Cut mode (`--edit-mode cut --target-duration 10m`) also requires `clip_plan.json`.

### 2. Continue → produce the recap

Rerun the **same command** (narration.json now exists):

```bash
python3 scripts/recap.py <video> --work-dir <work_dir>          # [--edit-mode cut] [--no-burn-subtitles]
```

This validates the narration, (cut: builds `edited_source.mp4`), synthesizes the voiceover, and
assembles `recap_<name>.mp4`.

### Dub mode — English→Chinese, original voice (`--edit-mode dub`)

Translates an English video into Chinese and **replaces** the speech with the ORIGINAL
speaker's cloned voice (`mimo-v2.5-tts-voiceclone`, same MiMo key) — distinct from recap/解说,
which overlays Chinese commentary on ducked audio. Same one-pause shape:

```bash
python3 scripts/recap.py <video> --edit-mode dub --work-dir <work_dir>     # prepare → pauses
```

Prepare transcribes the English audio in timed windows and pulls one reference clip, then writes
`dub_brief.md` + `dub_transcript.json`. The agent does all the judgment (like recap's narration):
**write `work_dir/dub_script.json`** = `[{"start": s, "end": s, "zh": "译文"}, …]` (ascending by
`start`) — translate **every** utterance faithfully on the source timeline and give each its source
`[start, end]` so the dub tracks the original's rhythm (don't drop a hook, merge, or condense; if
the original repeats, the dub repeats in sync). Keep each line speakable within its span (~5
chars/s). Rerun the same command to render `dub_<name>.mp4` — each line is cloned in the original
voice and time-fit to its `[start, end]` (placed at its start; only sped up if it would overrun the
next line, never globally — so the voice tracks the picture). v1: single speaker, full-track
replace (no background-music separation).

### Self-check

```bash
python3 scripts/recap.py --doctor
```

## Output

- `recap_<video>.mp4` — final video · `subtitles.srt` / `.ass` — subtitles
- `work_dir/` — all intermediate artifacts (the inter-skill contract; see `references/data-schema.md`)
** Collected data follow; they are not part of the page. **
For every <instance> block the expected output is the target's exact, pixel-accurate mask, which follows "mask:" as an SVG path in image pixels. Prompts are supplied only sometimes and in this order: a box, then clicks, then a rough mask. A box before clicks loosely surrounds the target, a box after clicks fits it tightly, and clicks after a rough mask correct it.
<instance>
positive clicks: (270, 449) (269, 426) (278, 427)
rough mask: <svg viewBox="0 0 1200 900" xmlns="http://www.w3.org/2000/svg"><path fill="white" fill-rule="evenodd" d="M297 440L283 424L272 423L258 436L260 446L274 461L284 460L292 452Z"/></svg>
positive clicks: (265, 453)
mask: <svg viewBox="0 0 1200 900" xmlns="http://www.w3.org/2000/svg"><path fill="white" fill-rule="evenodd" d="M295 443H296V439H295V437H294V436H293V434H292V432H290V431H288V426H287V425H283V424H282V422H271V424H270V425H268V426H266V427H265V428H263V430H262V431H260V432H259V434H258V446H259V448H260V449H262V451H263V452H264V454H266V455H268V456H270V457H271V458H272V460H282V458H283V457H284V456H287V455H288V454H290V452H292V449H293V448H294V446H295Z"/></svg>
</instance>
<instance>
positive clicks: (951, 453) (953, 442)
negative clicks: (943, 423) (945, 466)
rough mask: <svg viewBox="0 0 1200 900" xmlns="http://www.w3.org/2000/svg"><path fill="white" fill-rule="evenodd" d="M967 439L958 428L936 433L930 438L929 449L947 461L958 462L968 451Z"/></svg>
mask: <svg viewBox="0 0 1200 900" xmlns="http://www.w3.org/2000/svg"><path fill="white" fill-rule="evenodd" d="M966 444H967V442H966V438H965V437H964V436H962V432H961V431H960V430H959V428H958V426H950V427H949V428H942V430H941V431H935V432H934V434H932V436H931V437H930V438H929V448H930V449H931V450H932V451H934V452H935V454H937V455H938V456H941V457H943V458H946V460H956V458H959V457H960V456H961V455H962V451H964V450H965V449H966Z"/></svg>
## Options (passed through to the stage skills)
`--context`, `--scene-threshold`, `--style`, `--edit-mode {full,cut,dub}`, `--target-duration`,
`--skip-asr`, `--mimo-video-overview`, `--consolidate`, `--consolidate-asr`, `--mimo-tts-voice`,
`--no-burn-subtitles` (burn is on by default), `--output-dir`.

## What this skill does NOT do
- Does NOT write narration.json / clip_plan.json — the agent authors those (see the video-script skill).
- Does NOT hard-block on the narration review (advisory; validate.py is the hard gate).
- Is NOT an unattended scheduler — it is human-in-the-loop and posts to no channel.
- Shares NO code between stage skills — they communicate only through work_dir artifacts.